Results are shown in:
- Compliance dashboard
- Compliance percentage
- List of non-compliant resources
8. Azure Policy vs RBAC (Very Important Difference)
Many students confuse these.
| Azure Policy | RBAC |
|---|---|
| Controls what can be deployed | Controls who can access resources |
| Enforces rules | Manages permissions |
| Focuses on compliance | Focuses on access control |
Example:
- RBAC: Who can create a VM?
- Policy: What type of VM can be created?
9. Azure Policy vs Azure Blueprints (Exam Concept)
Although Azure Blueprints is being replaced by newer methods, for AZ-900 you should know:
- Azure Policy enforces compliance rules.
- Blueprints help deploy a set of resources + policies together.
10. Real IT Environment Examples
Here are practical examples used in companies:
Example 1 – Enforcing Resource Locations
Company policy:
All data must stay in a specific region.
Policy:
Deny resources outside approved region.
Result:
Prevents accidental deployment in unauthorized regions.

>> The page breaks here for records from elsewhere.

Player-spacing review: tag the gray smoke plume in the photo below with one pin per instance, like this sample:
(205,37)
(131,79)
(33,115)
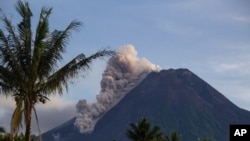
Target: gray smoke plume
(124,71)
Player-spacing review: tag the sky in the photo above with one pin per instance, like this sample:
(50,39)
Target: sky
(209,37)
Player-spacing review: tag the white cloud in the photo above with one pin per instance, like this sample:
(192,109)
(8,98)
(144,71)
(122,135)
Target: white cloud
(53,113)
(242,19)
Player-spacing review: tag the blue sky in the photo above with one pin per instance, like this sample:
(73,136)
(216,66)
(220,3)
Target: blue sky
(209,37)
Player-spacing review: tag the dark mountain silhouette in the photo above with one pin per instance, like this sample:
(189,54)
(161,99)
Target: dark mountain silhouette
(175,100)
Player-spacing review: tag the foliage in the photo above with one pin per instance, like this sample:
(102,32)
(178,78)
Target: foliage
(29,60)
(142,131)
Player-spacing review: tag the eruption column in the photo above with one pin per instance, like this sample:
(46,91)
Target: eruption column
(123,72)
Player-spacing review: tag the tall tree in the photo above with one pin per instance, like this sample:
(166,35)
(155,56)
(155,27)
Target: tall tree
(29,63)
(142,131)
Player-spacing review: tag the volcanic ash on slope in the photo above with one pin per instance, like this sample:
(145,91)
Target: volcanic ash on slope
(124,71)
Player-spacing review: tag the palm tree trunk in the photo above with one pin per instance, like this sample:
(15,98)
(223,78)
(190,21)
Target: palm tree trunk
(28,124)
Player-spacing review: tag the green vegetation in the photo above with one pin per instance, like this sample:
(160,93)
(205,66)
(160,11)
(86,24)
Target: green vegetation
(29,60)
(142,131)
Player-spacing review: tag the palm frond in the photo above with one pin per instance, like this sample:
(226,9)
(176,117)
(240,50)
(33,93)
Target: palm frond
(25,36)
(16,120)
(54,46)
(38,126)
(58,80)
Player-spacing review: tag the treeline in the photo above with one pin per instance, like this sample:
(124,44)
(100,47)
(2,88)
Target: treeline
(143,131)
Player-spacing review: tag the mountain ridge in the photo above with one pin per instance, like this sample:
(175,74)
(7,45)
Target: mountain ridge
(172,99)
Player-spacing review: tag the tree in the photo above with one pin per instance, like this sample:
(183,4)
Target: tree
(2,130)
(29,63)
(142,131)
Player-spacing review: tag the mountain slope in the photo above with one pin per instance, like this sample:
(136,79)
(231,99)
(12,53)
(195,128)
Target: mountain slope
(172,99)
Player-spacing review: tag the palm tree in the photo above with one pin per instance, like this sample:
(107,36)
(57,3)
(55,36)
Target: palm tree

Example 2 – Mandatory Tags
Company requires:
- CostCenter
- Department
- Environment (Prod/Test/Dev)
Policy:
Deny or Modify if tags are missing.
Result:
Better cost tracking and reporting.
Example 3 – Enforcing Encryption
Requirement:
All storage accounts must have encryption enabled.
Policy:
Deny unencrypted storage accounts.
Result:
Improves data protection compliance.
Example 4 – Limiting VM Sizes
Requirement:
Only approved VM sizes allowed to control cost.
Policy:
Deny non-approved VM SKUs.
Result:
Prevents overspending.
Example 5 – Enforcing Diagnostic Logging
Requirement:
All resources must send logs to Log Analytics.
Policy:
DeployIfNotExists to enable diagnostics.
Result:
Improves monitoring and security tracking.
11. Built-in Policies
Azure provides many built-in policies for:
- Security
- Networking
- Storage
- Regulatory compliance (ISO, NIST, etc.)
- Tag enforcement
- Resource restrictions
You do NOT need to memorize specific policy names for AZ-900, but understand that built-in policies exist.

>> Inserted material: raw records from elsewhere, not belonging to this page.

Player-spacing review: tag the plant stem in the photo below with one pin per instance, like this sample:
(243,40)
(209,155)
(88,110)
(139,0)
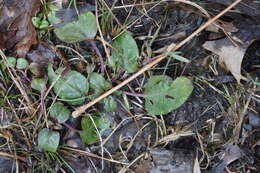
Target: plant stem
(94,46)
(70,127)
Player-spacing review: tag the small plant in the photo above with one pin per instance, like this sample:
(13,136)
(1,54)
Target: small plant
(125,53)
(72,30)
(92,127)
(162,95)
(71,87)
(48,140)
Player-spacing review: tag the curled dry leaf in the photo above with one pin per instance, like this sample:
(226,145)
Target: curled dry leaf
(248,7)
(231,52)
(16,29)
(231,154)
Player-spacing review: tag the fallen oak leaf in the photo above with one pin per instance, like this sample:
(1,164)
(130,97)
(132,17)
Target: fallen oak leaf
(17,31)
(231,54)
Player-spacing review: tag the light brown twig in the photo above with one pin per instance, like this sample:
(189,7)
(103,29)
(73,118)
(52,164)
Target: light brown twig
(171,48)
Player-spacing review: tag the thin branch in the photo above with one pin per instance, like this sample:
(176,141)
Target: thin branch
(171,48)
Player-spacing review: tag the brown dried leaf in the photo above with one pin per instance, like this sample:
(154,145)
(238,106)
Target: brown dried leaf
(196,167)
(231,53)
(230,56)
(41,56)
(248,7)
(16,29)
(231,154)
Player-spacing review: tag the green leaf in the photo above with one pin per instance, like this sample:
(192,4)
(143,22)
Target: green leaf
(98,82)
(125,53)
(48,140)
(71,87)
(84,28)
(89,134)
(165,95)
(38,84)
(36,21)
(44,24)
(11,61)
(60,112)
(109,104)
(22,63)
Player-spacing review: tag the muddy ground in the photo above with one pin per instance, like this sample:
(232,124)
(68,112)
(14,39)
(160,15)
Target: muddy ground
(215,131)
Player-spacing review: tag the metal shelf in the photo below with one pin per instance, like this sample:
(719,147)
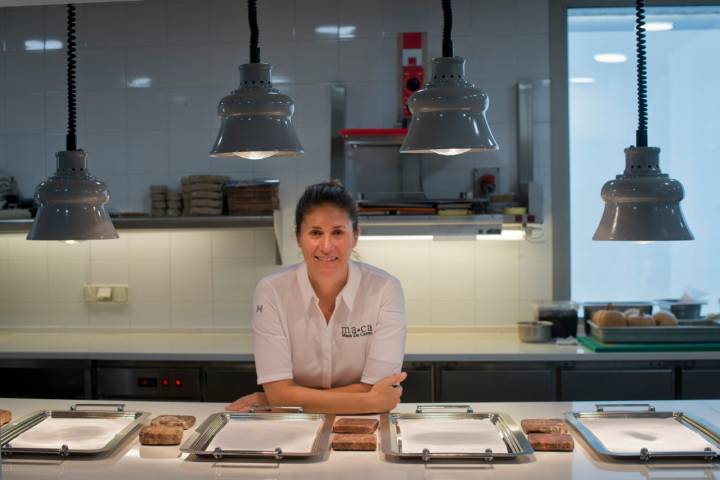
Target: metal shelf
(134,223)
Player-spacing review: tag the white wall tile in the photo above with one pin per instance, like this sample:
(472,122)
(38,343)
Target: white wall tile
(147,153)
(68,314)
(148,23)
(150,314)
(97,31)
(453,278)
(152,245)
(108,315)
(112,272)
(496,313)
(190,244)
(106,153)
(187,65)
(4,279)
(28,314)
(104,110)
(535,278)
(19,248)
(453,313)
(233,243)
(115,249)
(22,24)
(228,21)
(25,113)
(191,280)
(232,314)
(188,22)
(366,17)
(23,72)
(189,152)
(101,68)
(233,279)
(146,109)
(29,280)
(316,61)
(191,314)
(418,312)
(318,21)
(149,280)
(497,279)
(190,108)
(532,17)
(66,279)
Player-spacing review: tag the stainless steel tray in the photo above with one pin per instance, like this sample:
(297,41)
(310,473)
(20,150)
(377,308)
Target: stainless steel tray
(200,443)
(391,435)
(703,429)
(678,334)
(15,429)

12. Regulatory Compliance in Azure Policy
Azure Policy helps organizations align with:
- ISO standards
- NIST
- GDPR
- SOC
- Other regulatory frameworks
Azure provides built-in compliance initiatives that map to these standards.
13. Remediation Tasks
For policies with:
- DeployIfNotExists
- Modify
You can create a remediation task to fix existing non-compliant resources.

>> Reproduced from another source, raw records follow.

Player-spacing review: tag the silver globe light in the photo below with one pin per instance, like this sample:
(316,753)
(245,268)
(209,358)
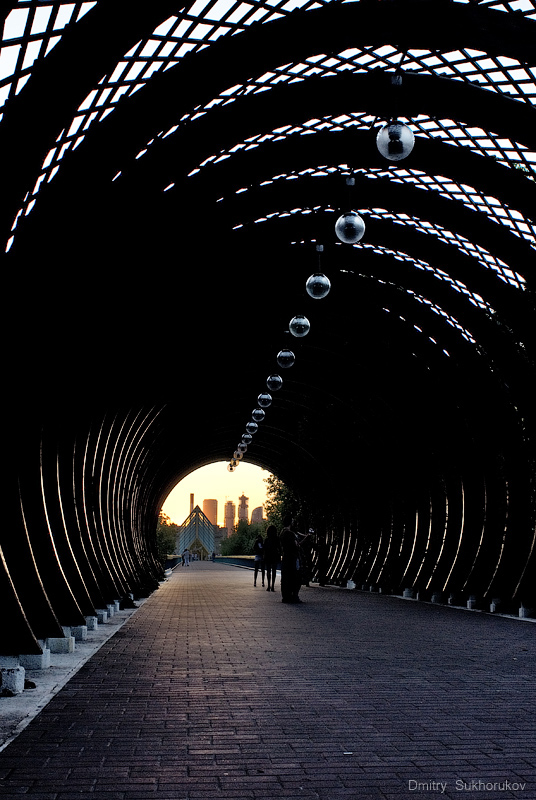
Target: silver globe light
(395,141)
(318,286)
(285,358)
(274,382)
(299,326)
(350,227)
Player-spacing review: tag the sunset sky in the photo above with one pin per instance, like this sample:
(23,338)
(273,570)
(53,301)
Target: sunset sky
(214,481)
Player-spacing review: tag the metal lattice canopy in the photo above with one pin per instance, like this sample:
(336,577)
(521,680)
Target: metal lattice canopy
(168,175)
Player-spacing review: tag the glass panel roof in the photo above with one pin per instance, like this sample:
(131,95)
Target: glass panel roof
(176,36)
(31,30)
(476,251)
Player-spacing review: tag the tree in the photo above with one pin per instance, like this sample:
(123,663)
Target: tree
(281,500)
(166,537)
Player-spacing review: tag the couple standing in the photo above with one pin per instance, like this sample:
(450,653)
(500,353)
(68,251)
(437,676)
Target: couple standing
(287,548)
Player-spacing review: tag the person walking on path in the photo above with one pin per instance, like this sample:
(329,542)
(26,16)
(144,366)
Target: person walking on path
(272,556)
(258,553)
(290,563)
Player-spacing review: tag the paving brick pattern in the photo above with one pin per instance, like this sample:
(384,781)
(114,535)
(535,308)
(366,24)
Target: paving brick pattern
(214,689)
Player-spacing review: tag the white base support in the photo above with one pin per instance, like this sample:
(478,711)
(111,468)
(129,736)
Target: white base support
(38,661)
(79,632)
(12,680)
(65,644)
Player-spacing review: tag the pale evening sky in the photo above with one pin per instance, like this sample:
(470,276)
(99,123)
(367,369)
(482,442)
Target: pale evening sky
(214,481)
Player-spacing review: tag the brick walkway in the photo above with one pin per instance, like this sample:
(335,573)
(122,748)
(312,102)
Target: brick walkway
(214,689)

This helps enforce compliance on already deployed resources.
14. Management Groups and Policy Inheritance
Policies assigned at higher levels apply to lower levels.
Hierarchy:
Management Group
→ Subscription
→ Resource Group
→ Resource
If you assign a policy at management group level:
It applies to all subscriptions under it.
This ensures organization-wide governance.
15. Important Exam Points to Remember
You should clearly understand:
✔ Azure Policy enforces standards
✔ It evaluates compliance
✔ It works at management group, subscription, and resource group levels
✔ Deny blocks deployment
✔ Audit allows but reports
✔ DeployIfNotExists auto-deploys missing components
✔ Policy ≠ RBAC
✔ Initiatives group multiple policies
✔ Used for compliance and governance
16. Quick Summary for Revision
Azure Policy is used to:
- Enforce rules
- Control configurations
- Ensure compliance
- Prevent non-approved deployments
- Automatically remediate issues
- Monitor compliance status
It is a core governance tool in Azure and frequently tested in AZ-900.